Kary cielesne nie działają na kota. Nigdy ich nie stosuj!

Nawet najukochańszy pupil może czasami przekroczyć granicę i wyprowadzić swojego właściciela z równowagi. Jesteśmy tylko ludźmi i to normalne, że dajemy się ponieść emocjom. Szczególnie wtedy, gdy kot  rzeczywiście wykazuje się wyjątkową złośliwością i np. niszczy wszystko wokół siebie, łącznie z drogimi meblami i ulubionym dywanem. Co zrobić w takiej sytuacji? Jedno jest pewne: absolutnie nie należy stosować kar cielesnych, które na kota po prostu nie działają.

Kot tego i tak nie zrozumie

Koty są szalenie inteligentnymi zwierzętami, ale ich sposób rozumowania nie zawsze pokrywa się z ludzką logiką. Dla zwierzaka niekoniecznie istnieje związek pomiędzy tym, że zrobił coś złego (osobną kwestią jest to, czy kot rzeczywiście poczuwa się do winy) i został uderzony przez właściciela.

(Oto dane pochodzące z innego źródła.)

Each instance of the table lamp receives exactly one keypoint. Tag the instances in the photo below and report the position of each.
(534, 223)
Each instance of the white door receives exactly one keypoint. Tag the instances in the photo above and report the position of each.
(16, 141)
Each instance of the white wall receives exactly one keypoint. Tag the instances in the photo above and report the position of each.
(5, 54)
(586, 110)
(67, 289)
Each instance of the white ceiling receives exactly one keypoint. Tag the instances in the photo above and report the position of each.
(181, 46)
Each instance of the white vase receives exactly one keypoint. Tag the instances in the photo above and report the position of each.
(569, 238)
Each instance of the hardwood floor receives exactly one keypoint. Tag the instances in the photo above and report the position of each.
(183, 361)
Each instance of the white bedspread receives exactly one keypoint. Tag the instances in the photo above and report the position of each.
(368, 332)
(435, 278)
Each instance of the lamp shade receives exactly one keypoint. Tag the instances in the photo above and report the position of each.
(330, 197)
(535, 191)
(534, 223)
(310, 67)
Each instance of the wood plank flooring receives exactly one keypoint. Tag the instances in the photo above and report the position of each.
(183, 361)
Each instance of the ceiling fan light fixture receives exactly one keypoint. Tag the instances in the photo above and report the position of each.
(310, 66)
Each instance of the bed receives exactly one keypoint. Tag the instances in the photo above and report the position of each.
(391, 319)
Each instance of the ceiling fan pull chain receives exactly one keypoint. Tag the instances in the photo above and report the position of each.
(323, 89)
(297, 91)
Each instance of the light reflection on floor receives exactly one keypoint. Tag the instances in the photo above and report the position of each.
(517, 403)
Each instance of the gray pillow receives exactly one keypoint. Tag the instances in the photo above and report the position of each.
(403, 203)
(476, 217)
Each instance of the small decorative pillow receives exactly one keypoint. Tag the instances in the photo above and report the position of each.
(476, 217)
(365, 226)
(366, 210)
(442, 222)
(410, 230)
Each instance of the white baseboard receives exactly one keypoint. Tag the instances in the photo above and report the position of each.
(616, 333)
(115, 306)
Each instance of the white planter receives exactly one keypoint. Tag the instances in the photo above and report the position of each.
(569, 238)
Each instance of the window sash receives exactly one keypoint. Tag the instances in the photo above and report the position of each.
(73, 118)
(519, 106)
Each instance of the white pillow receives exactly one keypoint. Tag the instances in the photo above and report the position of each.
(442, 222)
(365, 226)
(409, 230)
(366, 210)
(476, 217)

Są koty, które przemoc fizyczną odbierają jako zachętę do zabawy. Mogą wtedy gryźć i zachowywać się agresywnie, co tylko pogorszy sprawę i wywoła kolejny problem wychowawczy. U innych kotów bicie działa wręcz odwrotnie: tracą one całkowicie zaufanie do właściciela, będą unikać kontaktu, chować się w różnych miejscach, ostentacyjnie schodzić bitnemu panu z drogi.

Taka sytuacja jest wyjątkowo niekomfortowa dla wszystkich domowników i nie wolno do niej dopuścić. Wywołanie strachu u kota nie jest żadną sztuką i nie możesz być z tego dumny. Stosowanie kar cielesnych jest przyznaniem się do porażki.

Pamiętaj

Musisz zdać sobie sprawę, że jeśli uderzysz pupila, to Twoja osoba będzie się mu już zawsze kojarzyć z przemocą, bólem i strachem. Trudno na tym zbudować trwałą relację.

Koty nie zawsze mają świadomość, że działają wbrew woli właściciela. Dlatego jeśli nie chcesz uciekać się do kar, wypróbuj metodę odwracania uwagi. Jeśli pupil np. zabiera się za drapanie mebli, rzuć obok niego zabawkę, której będzie mógł poświęcić całą uwagę.

Na koniec warto wspomnieć o jeszcze jednym banalnie prostym i w 100% skutecznym sposobie karcenia kota: chodzi o syknięcie. Dla zwierzęcia jest to najbardziej pierwotny sygnał, że właśnie przesadził, bo dokładnie taki sam dźwięk wydawało jego rodzeństwo podczas zabawy.